Transmitindo os cumprimentos do Presidente da República, Daniel Francisco Chapo, a Chefe do Governo destacou a relevância do encontro.
“Este seminário representa um marco extremamente importante no processo de construção participativa de um quadro legal moderno e inclusivo para um sector vital à democracia, à cidadania e ao desenvolvimento nacional,” afirmou.
Além disso, Maria Benvinda Levi recordou que a Lei de Imprensa, aprovada em 1991, foi essencial para consolidar a liberdade de expressão. No entanto, frisou que já não responde aos actuais desafios.
“Passados mais de trinta anos, é visível que esta legislação já não responde de forma adequada à complexidade e à dinâmica actual do sector,” sublinhou.
A Primeira-Ministra destacou que a era digital trouxe profundas transformações. Por um lado, aumentou a diversidade de meios e criou novos modelos de negócio. Por outro, trouxe também riscos como desinformação, manipulação de conteúdos, discurso de ódio e violações de privacidade.
“É neste contexto que se torna imperativa uma revisão que modernize a legislação, proteja os direitos dos cidadãos, reforce a liberdade de imprensa, promova um ambiente justo, transparente e equilibrado para todos os actores do sector, bem como valorize os profissionais de comunicação social, assegurando ética, independência e dignidade,” declarou.
De acordo com a Primeira-Ministra, a nova legislação deve consolidar a Paz e a Unidade Nacional. Para tal, vai reforçar a comunicação social como veículo de diálogo e tolerância. Além disso, deverá combater discursos de divisão, promover a diversidade cultural e linguística e aumentar a confiança entre cidadãos e instituições.
O Governo pretende também que a comunicação social se torne um verdadeiro pilar de cidadania. Por conseguinte, deverá informar com responsabilidade e servir como motor de desenvolvimento, estimulando a inovação e a economia criativa.
Um dos pontos centrais do novo Pacote Legislativo será a criação da carteira profissional de jornalista. O documento irá garantir maior organização, transparência e credibilidade no exercício da profissão.

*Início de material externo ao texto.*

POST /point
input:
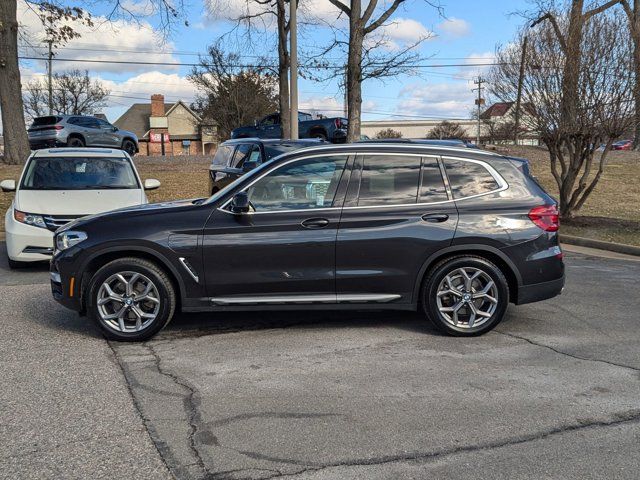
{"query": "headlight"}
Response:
(69, 238)
(29, 218)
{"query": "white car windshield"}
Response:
(79, 173)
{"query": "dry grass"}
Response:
(611, 213)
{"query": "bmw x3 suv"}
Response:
(454, 233)
(79, 131)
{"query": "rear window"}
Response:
(391, 180)
(223, 155)
(469, 178)
(44, 121)
(79, 173)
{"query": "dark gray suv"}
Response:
(79, 131)
(455, 233)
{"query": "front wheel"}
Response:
(131, 299)
(465, 295)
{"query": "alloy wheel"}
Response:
(467, 297)
(128, 302)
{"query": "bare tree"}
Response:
(366, 57)
(573, 116)
(55, 24)
(225, 87)
(632, 10)
(389, 133)
(447, 130)
(74, 93)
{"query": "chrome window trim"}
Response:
(502, 184)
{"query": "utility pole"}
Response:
(519, 95)
(479, 102)
(50, 75)
(293, 73)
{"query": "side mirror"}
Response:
(240, 203)
(249, 165)
(151, 184)
(8, 185)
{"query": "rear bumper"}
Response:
(539, 291)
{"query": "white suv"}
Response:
(57, 186)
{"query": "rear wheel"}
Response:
(75, 142)
(129, 147)
(131, 299)
(465, 295)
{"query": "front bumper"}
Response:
(540, 291)
(26, 243)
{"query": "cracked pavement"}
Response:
(553, 392)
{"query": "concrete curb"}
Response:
(600, 244)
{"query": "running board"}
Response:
(305, 299)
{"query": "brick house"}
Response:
(168, 128)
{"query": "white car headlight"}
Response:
(69, 238)
(29, 219)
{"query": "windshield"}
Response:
(79, 173)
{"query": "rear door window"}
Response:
(469, 178)
(432, 187)
(223, 155)
(389, 180)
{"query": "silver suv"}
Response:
(79, 131)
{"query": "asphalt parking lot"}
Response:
(554, 392)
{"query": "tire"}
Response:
(452, 313)
(141, 319)
(130, 147)
(75, 142)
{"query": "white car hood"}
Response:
(76, 202)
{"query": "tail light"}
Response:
(546, 217)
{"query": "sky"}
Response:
(466, 33)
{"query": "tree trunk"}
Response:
(283, 71)
(571, 70)
(16, 142)
(354, 71)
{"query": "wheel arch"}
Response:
(93, 263)
(494, 255)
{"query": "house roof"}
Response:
(136, 119)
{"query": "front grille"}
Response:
(54, 222)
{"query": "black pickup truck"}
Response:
(332, 129)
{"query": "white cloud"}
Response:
(105, 41)
(455, 27)
(445, 100)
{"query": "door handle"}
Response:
(435, 217)
(315, 223)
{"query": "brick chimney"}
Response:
(157, 105)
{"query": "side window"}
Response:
(432, 187)
(242, 153)
(304, 184)
(389, 180)
(468, 178)
(222, 156)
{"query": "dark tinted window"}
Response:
(305, 184)
(44, 121)
(79, 173)
(223, 155)
(242, 153)
(468, 178)
(389, 180)
(432, 186)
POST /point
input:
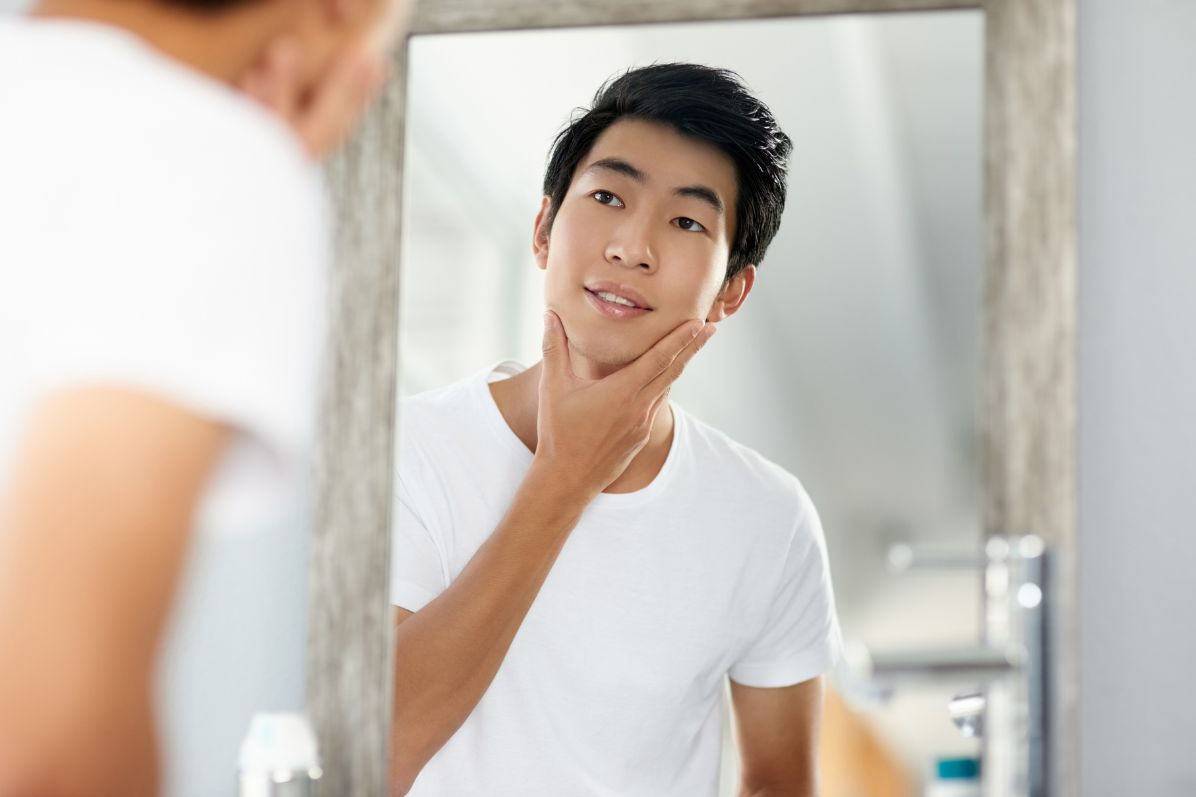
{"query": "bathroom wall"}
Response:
(1137, 396)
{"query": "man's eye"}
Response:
(606, 198)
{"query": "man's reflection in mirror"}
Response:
(579, 565)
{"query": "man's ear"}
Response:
(733, 294)
(539, 233)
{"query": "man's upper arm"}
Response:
(777, 730)
(95, 524)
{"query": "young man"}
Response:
(571, 596)
(164, 253)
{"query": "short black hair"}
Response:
(703, 103)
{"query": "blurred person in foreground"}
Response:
(163, 248)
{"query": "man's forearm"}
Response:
(447, 652)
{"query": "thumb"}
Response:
(556, 345)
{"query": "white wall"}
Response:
(1137, 396)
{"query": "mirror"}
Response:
(855, 362)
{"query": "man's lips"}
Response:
(621, 291)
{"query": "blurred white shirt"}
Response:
(160, 232)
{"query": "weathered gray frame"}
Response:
(1029, 370)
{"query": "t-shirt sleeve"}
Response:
(800, 639)
(199, 275)
(418, 570)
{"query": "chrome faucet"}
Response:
(1008, 712)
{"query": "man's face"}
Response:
(648, 220)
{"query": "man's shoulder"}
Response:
(743, 470)
(128, 108)
(438, 412)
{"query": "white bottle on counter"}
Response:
(955, 778)
(279, 758)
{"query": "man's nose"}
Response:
(632, 245)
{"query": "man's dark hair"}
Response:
(702, 103)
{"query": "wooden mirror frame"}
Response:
(1030, 348)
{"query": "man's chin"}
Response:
(605, 356)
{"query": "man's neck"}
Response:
(221, 46)
(518, 401)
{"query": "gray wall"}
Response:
(1137, 396)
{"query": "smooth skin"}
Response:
(595, 414)
(95, 521)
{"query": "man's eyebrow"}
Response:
(620, 166)
(702, 194)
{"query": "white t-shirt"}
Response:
(612, 685)
(163, 233)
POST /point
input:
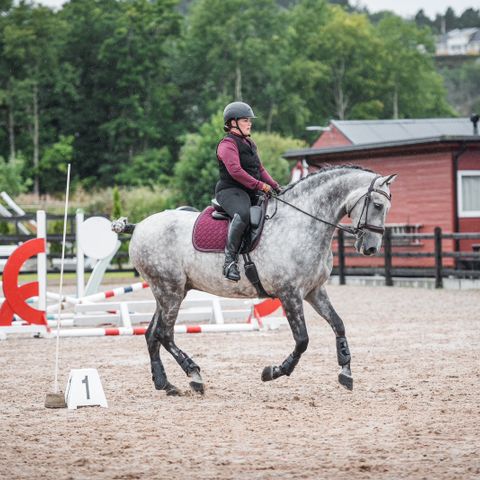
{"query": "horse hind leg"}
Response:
(319, 300)
(159, 375)
(165, 333)
(294, 310)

“Com a carteira profissional, o jornalista em Moçambique será mais respeitado, mais protegido e mais valorizado,” assegurou a Primeira-Ministra.
Assim, a carteira funcionará como reconhecimento oficial da profissão, protecção contra o exercício ilegal e símbolo de ética e responsabilidade.
A Directora do Gabinete de Informação (GABINFO), Emília Jubileu Moiane, destacou o carácter participativo do processo.
“Este encontro representa o fim de um processo intenso e inclusivo de recolha de contribuições, iniciado a 18 de Agosto, e que percorreu todas as capitais provinciais,” afirmou.
Segundo Moiane, jornalistas, académicos, operadores de radiodifusão, organizações da sociedade civil e cidadãos deram contributos relevantes. Desse modo, o seminário nacional pretende consolidar todas as propostas para assegurar que o texto final reflita as necessidades do sector.
Encerrando o seu discurso, Maria Benvinda Levi reafirmou o empenho do Executivo.
“Reiteramos o nosso compromisso de continuar a trabalhar lado a lado com os profissionais da comunicação social, com as suas organizações representativas e com a sociedade civil, para que o quadro legal que sairá deste processo seja sólido, inclusivo e projectado para o futuro,” concluiu.